Create a BigQuery DataFrame and load the data using a Gemini prompt

In this step, you create a BigQuery DataFrame using a Gemini prompt and load the customer stats data into it, so that you may process the data later with the K-means clustering model.

Note: As mentioned at the start of the lab, you need to validate all output from Gemini before use. Use the code examples provided to assist you, however, do not copy and paste the code as is, as this may not work in some cases. You may also want to regenerate the code from Gemini for a more favorable output.

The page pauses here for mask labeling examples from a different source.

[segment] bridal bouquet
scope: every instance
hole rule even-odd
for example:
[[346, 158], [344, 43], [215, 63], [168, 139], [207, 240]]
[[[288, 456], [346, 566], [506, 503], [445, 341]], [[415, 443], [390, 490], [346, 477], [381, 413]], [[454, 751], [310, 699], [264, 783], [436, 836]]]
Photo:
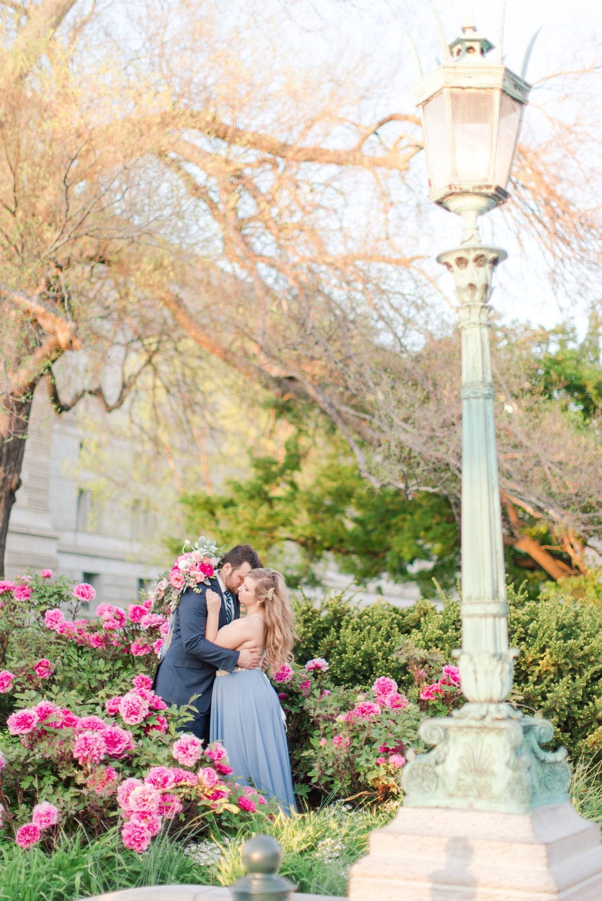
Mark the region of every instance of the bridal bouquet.
[[169, 613], [173, 614], [187, 588], [200, 592], [201, 585], [210, 585], [223, 552], [223, 548], [219, 548], [215, 542], [205, 535], [201, 535], [195, 544], [187, 539], [182, 553], [171, 569], [163, 573], [149, 591], [148, 599], [152, 602], [152, 610], [166, 612], [167, 608]]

Add another code cell at the end of the notebook.
Within the cell, click generate. This allows you to generate code with Gemini, and you will see a prompt where you can add text.
Paste the following text into the prompt.
Convert the table ecommerce.customer_stats to a bigframes dataframe and show the top 10 records
Click generate. Gemini will generate the code below.
bqdf = client.read_gbq(f"{project_id}.{dataset_name}.{table_name}") df.head(10) Note: Remember that in a previous step, you added code to cell number 2 in the notebook that saved the project ID, the dataset name, and the table name as variables. If you completed this step, when you run the cell in the next step you will not have any issues and the DataFrame will be created with the first 10 rows displayed.
Regenerate the code so that the output looks similar to the code shown here:
bqdf = bpd.read_gbq(f"{project_id}.{dataset_name}.{table_name}") bqdf.head(10)
Run the cell.

You will see the BigQuery DataFrame output with the first 10 rows of the dataset displayed.

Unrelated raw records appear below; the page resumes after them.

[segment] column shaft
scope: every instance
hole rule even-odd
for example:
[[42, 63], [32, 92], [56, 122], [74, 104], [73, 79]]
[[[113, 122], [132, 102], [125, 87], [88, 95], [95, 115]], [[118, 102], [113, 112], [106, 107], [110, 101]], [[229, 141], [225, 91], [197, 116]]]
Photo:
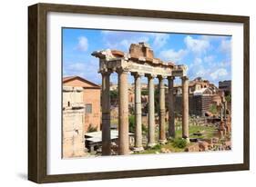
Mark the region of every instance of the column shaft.
[[102, 73], [102, 155], [111, 154], [109, 75]]
[[189, 138], [189, 79], [182, 77], [182, 137]]
[[159, 143], [166, 143], [166, 109], [165, 109], [165, 85], [163, 77], [159, 77]]
[[142, 124], [141, 124], [141, 84], [140, 75], [135, 78], [135, 151], [142, 151]]
[[118, 154], [129, 153], [128, 73], [118, 72]]
[[154, 79], [148, 76], [148, 146], [155, 146], [155, 101], [154, 101]]
[[175, 138], [175, 114], [174, 114], [174, 95], [173, 95], [173, 81], [174, 77], [169, 77], [169, 136]]

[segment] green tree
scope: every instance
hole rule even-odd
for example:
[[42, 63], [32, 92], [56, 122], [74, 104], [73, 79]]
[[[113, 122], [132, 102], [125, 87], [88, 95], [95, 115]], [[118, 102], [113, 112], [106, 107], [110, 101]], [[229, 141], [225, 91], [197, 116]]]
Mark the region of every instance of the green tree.
[[182, 138], [176, 138], [173, 141], [173, 146], [178, 148], [185, 148], [187, 146], [187, 141]]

Generate the K-means clustering model

Now that you have your customer data in a BigQuery DataFrame, you will create a K-means clustering model to split the customer data into clusters based on fields like order recency, order count, and spend, and you will then visualize these as groups within a chart directly within the notebook.

Add another code cell at the end of the notebook.
Click generate in the cell. This will allow you to generate code with Gemini using a prompt.
Add the following prompt to the cell:
1. Split df (using random state and test size 0.2) into test and training data for a K-means clustering algorithm store these as df_test and df_train. 2. Create a K-means cluster model using bigframes.ml.cluster KMeans with 5 clusters. 3. Save the model using the to_gbq method where the model name is project_id.dataset_name.model_name.
Click generate. You will see output similar to the following:
#prompt: 1. Split df (using random state and test size 0.2) into test and training data for a K-means clustering algorithm store these as df_test and df_train. 2. Create a K-means cluster model using bigframes.ml.cluster KMeans with 5 clusters. 3. Save the model using the to_gbq method where the model name is project_id.dataset_name.model_name. df_train, df_test = train_test_split(bq_df, test_size=0.2, random_state = 42) kmeans = KMeans(n_clusters=5) kmeans.fit(df_train) kmeans.to_gbq(f"{project_id}.{dataset_name}.{model_name}")
Run the cell.
Note: This step will take approximately 2 minutes to complete.
Your model is now created!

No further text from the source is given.